Cocción de Vaina de Vainilla
Vanilla beans (pods) are the dried, unripe fruits of the orchid Vanilla planifolia. Every flower is hand pollinated and each blossom produces a single bean that is normally harvested after 8 or 9 months. The unripe beans are picked when yellowish in colour and are boiled in water for 3 minutes. They are then dried slowly over the next 3 to 4 months in the sun. Each day, they are exposed to sunlight for 2 hours, then covered in blankets and taken in at night to allow the chemical process to take place. The beans shrivel, become flexible, and turn a very dark colour.
We use vanilla pods from South America and the West Indies.
Vanilla pods and vanillin extracted from them are used as flavouring in cakes, ice creams and custards. Vanilla absolute, resinoid and vanillin are popular perfume ingredients and are used in aromatherapy.
To make our vanilla pod decoction, we simmer the pods in hot water. Then we add to our fresh, handmade cosmetics.
Vanilla pods are made up of sugars, vanillin, fats and mineral salts. The sugars in vanilla act as humectants (moisture binding) when applied topically and are particularly suitable for retaining moisture on hair, skin and lips. The humectant action also forms a barrier on skin, preventing moisture loss.
Vanillin is the main source of the characteristic vanilla scent and it has also been shown to have some antioxidant properties.
Vanilla pod decoction adds a soft, natural vanilla fragrance and the pod’s treatment properties to our products.

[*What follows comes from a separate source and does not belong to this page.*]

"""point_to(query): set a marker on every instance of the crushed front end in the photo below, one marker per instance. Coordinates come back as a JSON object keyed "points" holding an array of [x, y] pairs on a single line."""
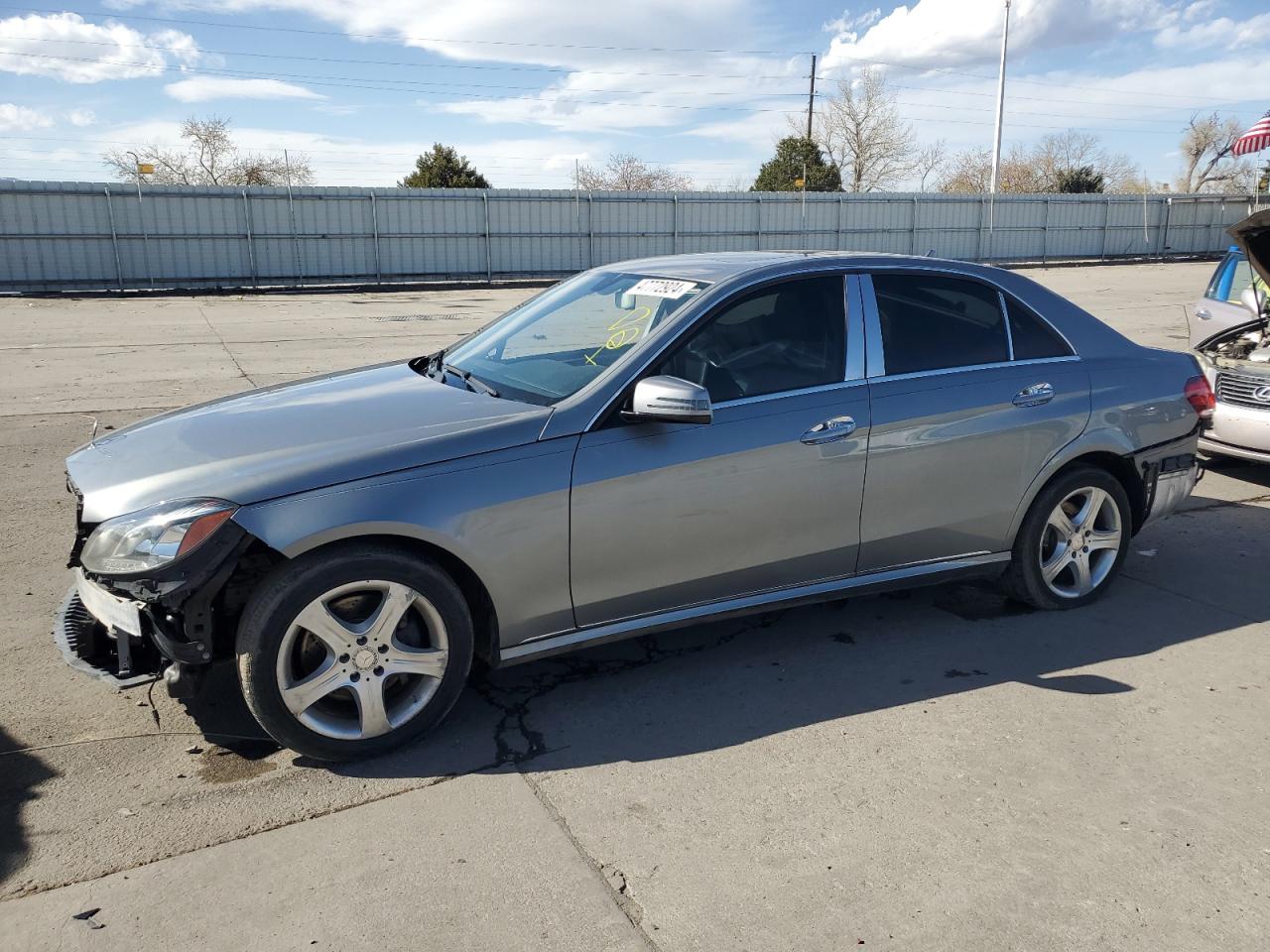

We have used vanilla in several ways – it’s found in our facial and body creams, lip balm, buttercreams, smoothie shower soaps, and hair conditioners.
We also like adding vanilla to our product perfumes and fine fragrances.
Our Pied De Pepper foot lotion contains vanilla pod decoction as a sweet smelling and humectant ingredient that is the water content of this spicy foot treatment.